The National Institute for Communicable Diseases (NICD) has declared a measles outbreak after three cases from two healthcare facilities were reported in the Greater Sekhukhune District, Limpopo, within 30 days.

“A measles outbreak is classified as three laboratory-confirmed measles cases reported within 30 days in a district, and a public health response investigation is needed to identify new measles cases and vaccination of the contacts to prevent the spread of the disease,” the NICD explained on Thursday.

According to the public health institute, the first two measles cases had an onset date of 22 and 25 September 2022, respectively.
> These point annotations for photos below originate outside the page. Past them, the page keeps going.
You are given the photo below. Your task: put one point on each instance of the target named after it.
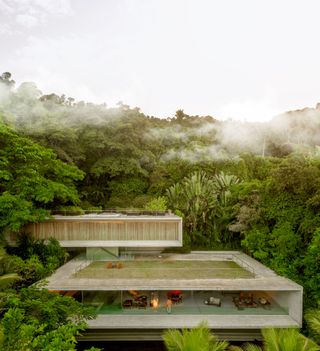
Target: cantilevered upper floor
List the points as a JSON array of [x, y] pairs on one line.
[[131, 229]]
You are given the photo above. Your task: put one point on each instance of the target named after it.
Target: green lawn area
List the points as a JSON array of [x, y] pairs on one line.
[[166, 269]]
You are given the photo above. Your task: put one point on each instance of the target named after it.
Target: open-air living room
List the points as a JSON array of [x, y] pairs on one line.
[[227, 289], [184, 302]]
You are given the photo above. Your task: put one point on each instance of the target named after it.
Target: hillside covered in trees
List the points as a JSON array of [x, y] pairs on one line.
[[248, 186]]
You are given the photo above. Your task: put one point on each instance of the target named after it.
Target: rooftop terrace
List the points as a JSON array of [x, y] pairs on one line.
[[196, 271]]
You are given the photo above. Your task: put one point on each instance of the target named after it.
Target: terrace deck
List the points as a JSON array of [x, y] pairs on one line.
[[166, 269]]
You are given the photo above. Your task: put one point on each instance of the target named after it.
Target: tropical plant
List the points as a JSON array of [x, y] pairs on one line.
[[196, 339]]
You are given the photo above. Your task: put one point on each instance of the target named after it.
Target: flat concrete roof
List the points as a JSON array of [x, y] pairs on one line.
[[264, 278], [121, 243], [118, 216]]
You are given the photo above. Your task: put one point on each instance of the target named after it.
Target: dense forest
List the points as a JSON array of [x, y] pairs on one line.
[[237, 185]]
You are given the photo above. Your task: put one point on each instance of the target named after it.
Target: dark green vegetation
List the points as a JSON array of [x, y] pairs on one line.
[[201, 339], [249, 186]]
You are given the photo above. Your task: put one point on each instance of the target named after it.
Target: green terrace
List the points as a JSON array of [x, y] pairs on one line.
[[164, 269]]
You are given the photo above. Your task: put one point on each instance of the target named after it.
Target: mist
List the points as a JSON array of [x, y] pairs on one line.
[[193, 138]]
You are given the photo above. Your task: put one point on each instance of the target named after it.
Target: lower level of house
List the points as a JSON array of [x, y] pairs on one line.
[[141, 296]]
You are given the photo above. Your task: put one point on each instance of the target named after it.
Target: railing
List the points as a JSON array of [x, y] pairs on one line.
[[82, 265]]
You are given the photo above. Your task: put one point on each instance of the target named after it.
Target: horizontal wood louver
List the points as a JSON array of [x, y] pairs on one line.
[[104, 230]]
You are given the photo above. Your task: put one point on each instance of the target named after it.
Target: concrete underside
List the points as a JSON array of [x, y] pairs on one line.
[[156, 334], [189, 321]]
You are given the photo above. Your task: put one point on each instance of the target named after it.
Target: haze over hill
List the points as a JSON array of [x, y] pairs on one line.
[[244, 60]]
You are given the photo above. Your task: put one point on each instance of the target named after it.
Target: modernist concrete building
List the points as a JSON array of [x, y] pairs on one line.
[[124, 272]]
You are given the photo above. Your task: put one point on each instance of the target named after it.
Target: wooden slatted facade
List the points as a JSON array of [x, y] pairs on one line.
[[103, 230]]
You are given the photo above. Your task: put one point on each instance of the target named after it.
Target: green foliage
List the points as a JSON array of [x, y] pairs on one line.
[[204, 202], [34, 259], [40, 320], [31, 178], [157, 204], [287, 339], [199, 338]]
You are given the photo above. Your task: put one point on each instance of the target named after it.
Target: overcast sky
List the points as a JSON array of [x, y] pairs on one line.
[[248, 59]]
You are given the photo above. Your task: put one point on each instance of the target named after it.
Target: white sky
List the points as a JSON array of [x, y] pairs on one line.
[[241, 59]]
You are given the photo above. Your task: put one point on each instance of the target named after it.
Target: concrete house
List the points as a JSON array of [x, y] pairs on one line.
[[125, 270]]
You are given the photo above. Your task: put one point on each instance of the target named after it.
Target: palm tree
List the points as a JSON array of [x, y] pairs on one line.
[[6, 279], [197, 339], [313, 320], [287, 339], [281, 340], [224, 183]]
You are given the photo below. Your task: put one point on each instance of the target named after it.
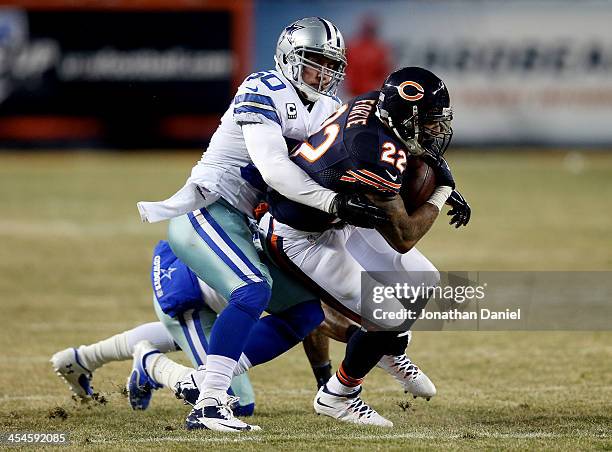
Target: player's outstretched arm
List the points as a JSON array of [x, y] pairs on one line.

Meanwhile, the third case was reported on 2 October 2022.

The measles cases were detected in children aged 11 years, a year old and 11 months, respectively.

The NICD said two children have not been vaccinated for measles, while the other child’s vaccination status is unknown.

According to the NICD, the Greater Sekhukhune District, with the support of the Limpopo Health Department, started measles case finding and vaccination targeting children between six months and 15 years.

As of 7 October 2022, the NICD said, 2 052 children have been vaccinated in Fetakgomo Tubatse Municipality and Elias Motsoaledi Local Municipality, where measles cases were detected.

The NICD is waiting for the updated report from Limpopo.

The institution has since urged clinicians to be on the alert for measles cases, especially in Limpopo, as large measles outbreaks are occurring in sub-Saharan Africa.

Measles, according to the institute, presents with fever, malaise, cough, conjunctivitis, and a runny nose.

In addition, a maculopapular non-itchy, non-vesicular rash appears on the face, neck, trunk and limbs, usually on day four of the illness.

The NICD said other measles complications are pneumonia, scarring of the cornea, and rarely encephalitis.

“Measles is highly infectious and spreads rapidly from person to person,” the institute explained, adding that unvaccinated people of any age can catch measles and develop the disease.

“Clinicians and caregivers should check children’s road-to-health booklets to ensure measles vaccinations are up to date.”

Measles vaccines, according to the NICD, are given routinely at six and 12 months of age.

“It is never too late to vaccinate against measles.”

Suspected measles cases should be notified on the NICD’s Notifiable Medical Conditions system.